Долгие годы жизнь моего отца омрачала тень его великого дяди, который был “ученым с мировым именем”. Долгие годы мечтал Иехуда Арье Клаузнер пойти по стопам профессора Иосефа Гдалияху Клаузнера. В глубине души отец мечтал занять со временем место бездетного профессора и унаследовать его должность. Во имя этого он научился читать на многих языках – на всех тех языках, которые знал его дядя. Во имя этого сидел он по ночам, склонившись над своим письменным столом, на котором громоздились горы карточек с выписками.

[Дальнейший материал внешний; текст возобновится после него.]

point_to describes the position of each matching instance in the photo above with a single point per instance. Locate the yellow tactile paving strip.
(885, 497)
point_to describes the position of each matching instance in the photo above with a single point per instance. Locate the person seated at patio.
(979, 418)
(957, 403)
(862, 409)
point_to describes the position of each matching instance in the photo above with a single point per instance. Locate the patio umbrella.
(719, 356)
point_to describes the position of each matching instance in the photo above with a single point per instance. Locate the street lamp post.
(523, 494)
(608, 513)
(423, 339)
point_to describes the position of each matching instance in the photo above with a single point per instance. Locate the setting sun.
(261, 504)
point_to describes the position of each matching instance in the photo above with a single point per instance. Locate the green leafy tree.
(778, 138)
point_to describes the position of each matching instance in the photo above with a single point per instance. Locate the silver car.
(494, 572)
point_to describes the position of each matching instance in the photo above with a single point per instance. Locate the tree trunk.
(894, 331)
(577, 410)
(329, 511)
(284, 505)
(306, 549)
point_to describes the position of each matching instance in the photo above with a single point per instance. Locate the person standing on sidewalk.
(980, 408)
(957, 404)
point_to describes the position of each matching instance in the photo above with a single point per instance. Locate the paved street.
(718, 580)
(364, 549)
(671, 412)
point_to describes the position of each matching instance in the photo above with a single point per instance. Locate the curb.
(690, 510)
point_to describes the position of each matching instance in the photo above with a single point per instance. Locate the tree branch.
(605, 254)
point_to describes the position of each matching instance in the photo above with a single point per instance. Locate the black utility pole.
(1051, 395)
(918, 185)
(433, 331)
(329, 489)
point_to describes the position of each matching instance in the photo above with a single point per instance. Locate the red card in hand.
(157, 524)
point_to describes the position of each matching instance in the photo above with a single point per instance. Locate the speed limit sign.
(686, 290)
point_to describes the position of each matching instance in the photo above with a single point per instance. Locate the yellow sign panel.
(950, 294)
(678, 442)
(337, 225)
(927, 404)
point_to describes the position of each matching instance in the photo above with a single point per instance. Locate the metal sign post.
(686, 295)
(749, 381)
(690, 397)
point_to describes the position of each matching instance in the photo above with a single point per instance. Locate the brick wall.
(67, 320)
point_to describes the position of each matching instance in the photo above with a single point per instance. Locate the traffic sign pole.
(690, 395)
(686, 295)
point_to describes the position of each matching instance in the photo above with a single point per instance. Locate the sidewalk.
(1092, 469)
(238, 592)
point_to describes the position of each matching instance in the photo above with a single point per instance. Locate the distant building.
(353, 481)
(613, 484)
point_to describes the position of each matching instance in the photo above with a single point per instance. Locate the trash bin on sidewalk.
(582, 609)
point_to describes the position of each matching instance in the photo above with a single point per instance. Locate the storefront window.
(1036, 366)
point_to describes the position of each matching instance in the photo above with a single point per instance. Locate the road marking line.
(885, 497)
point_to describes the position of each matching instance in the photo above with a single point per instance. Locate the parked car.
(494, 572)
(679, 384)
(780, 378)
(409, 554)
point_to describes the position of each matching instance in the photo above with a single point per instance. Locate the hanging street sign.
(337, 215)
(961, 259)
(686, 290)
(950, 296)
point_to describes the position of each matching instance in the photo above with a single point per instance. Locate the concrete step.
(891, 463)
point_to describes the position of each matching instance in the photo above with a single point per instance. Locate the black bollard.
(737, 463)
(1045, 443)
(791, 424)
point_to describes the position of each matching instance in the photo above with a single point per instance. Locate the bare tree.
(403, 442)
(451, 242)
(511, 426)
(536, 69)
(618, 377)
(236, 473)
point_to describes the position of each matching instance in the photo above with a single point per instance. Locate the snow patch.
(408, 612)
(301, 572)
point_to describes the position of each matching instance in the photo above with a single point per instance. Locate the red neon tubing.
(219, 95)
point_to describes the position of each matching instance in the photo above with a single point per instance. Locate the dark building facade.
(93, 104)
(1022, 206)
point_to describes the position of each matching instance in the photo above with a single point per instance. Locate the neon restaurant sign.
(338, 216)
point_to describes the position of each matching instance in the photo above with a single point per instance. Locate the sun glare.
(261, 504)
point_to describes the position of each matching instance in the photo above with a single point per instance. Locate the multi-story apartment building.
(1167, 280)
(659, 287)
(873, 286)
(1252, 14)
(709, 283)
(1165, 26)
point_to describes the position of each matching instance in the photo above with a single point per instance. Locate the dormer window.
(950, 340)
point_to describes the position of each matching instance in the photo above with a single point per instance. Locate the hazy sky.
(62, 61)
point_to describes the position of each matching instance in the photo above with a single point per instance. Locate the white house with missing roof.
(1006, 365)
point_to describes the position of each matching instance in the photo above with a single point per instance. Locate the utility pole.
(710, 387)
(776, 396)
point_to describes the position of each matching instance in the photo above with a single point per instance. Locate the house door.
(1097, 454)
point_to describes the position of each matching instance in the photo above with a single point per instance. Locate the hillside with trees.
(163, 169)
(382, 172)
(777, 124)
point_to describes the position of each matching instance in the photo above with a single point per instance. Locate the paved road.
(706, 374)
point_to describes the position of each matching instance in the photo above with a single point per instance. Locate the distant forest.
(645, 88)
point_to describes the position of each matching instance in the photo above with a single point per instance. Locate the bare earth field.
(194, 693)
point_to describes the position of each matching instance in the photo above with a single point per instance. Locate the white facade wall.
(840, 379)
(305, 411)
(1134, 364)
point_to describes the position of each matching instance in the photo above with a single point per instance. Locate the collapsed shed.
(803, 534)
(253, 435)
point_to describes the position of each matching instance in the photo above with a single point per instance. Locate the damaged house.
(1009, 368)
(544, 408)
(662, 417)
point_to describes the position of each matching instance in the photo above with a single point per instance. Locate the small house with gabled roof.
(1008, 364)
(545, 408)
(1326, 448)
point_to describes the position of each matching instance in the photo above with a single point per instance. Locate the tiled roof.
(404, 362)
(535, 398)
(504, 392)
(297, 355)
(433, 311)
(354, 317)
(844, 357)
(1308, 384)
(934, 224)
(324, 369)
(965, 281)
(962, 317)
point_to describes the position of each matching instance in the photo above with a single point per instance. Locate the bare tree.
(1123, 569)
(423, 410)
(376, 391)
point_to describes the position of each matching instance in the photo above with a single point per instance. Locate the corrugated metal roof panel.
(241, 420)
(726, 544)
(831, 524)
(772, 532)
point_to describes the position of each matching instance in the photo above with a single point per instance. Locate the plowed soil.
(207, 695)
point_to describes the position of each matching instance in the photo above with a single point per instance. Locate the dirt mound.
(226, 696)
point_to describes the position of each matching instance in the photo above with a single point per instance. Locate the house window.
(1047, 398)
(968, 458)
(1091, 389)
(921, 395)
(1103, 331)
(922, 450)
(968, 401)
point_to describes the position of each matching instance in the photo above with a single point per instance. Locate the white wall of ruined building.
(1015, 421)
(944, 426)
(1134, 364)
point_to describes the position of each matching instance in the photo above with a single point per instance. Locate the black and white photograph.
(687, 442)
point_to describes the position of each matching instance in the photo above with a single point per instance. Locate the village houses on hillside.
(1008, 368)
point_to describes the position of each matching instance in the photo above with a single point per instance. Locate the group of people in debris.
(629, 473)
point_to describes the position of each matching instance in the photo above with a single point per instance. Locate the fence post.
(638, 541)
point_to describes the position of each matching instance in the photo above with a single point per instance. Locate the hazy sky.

А отчаявшись, потеряв надежду стать в один прекрасный день профессором, начал он уповать на то, что факел перейдет в мои руки и он доживет до этого дня. В шутку отец иногда сравнивал себя с никому не известным Мендельсоном, банкиром Авраамом Мендельсоном, которому выпала судьба быть сыном прославленного философа Моше Мендельсона и отцом великого композитора Феликса Мендельсона-Бартольди. “Сначала я был сыном своего отца, а затем – отцом своего сына”, – шутил Авраам Мендельсон.

Как бы шутя, как бы иронизируя, пряча так свою любовь ко мне, с самого раннего детства отец насмешливо именовал меня “ваша честь”, “ваше высочество”, “ваше превосходительство”. Только спустя много лет, в ночь после того, как его не стало, я вдруг подумал, что за этой извечной, навязчивой шутливостью отец прятал печаль от несбывшихся надежд, от осознания собственной посредственности, а также невысказанное желание возложить на меня эту миссию – через меня достичь того, что осталось недостижимым для него самого.